A breath of fresh air
But it was a different story at the surface. There, the amounts of benzene and toluene—chemicals most harmful to humans—were significantly reduced by the disperant injection.
The model showed that, without dispersants, the atmospheric concentration of benzene would have been about 6,000 times higher. Benzene concentrations in the air two meters above the sea surface would have been 13 times higher than the levels considered acceptable to breathe during a 10-hour working day or a 40-hour work week, based on guidelines by the National Institute for Occupational Safety and Health (NIOSH). However, the model showed that with the dispersant injection, atmospheric benzene concentrations were typically about 500 times lower than acceptable NIOSH levels.
This dramatically improved the air quality for the courageous emergency responders who were working around the clock to stop the flow of petroleum from the wellhead and mitigate damage. On days when the air quality was too poor, they had to don respirators or stop working, which delayed efforts to seal the wellhead. We predict that human health risks and work delays likely would have been much more frequent if subsurface dispersant injection had not been applied. That would have made a bad situation even worse.

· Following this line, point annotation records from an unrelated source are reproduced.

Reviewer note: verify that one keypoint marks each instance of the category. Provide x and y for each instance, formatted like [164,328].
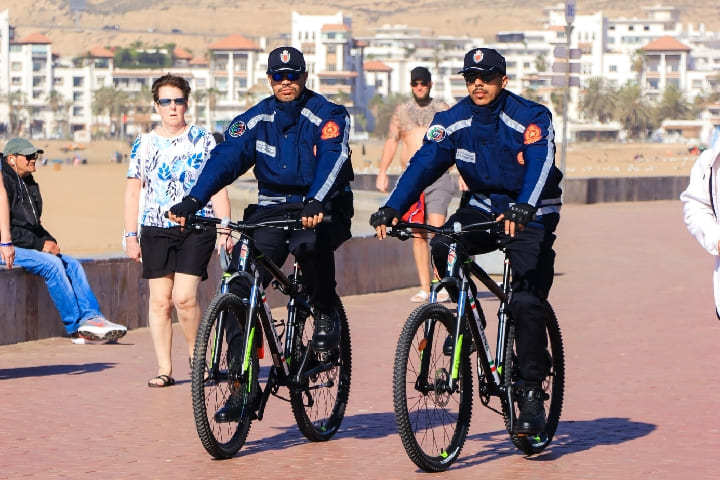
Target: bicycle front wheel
[432,419]
[217,381]
[319,400]
[553,385]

This one study is not the final say on whether and when to use dispersants. Before officials decide whether to use them in the future, they will conduct a “spill impact mitigation analysis,” which assesses various strategies and tools to reduce environmental and economic damage, taking into account all their positive and negative impacts. This study is another row on that ledger—on the plus side.
The research team included: Jonas Gros, Scott Socolofsky, Anusha Dissanayake, and Inok Jun (Texas A&M University); Lin Zhao and Michel Boufadel (New Jersey Institute of Technology); Christopher Reddy (Woods Hole Oceanographic Institution); and J. Samuel Arey (Swiss Federal Institute of Aquatic Science and Technology). The research was funded by the Gulf of Mexico Research Initiative and the National Science Foundation.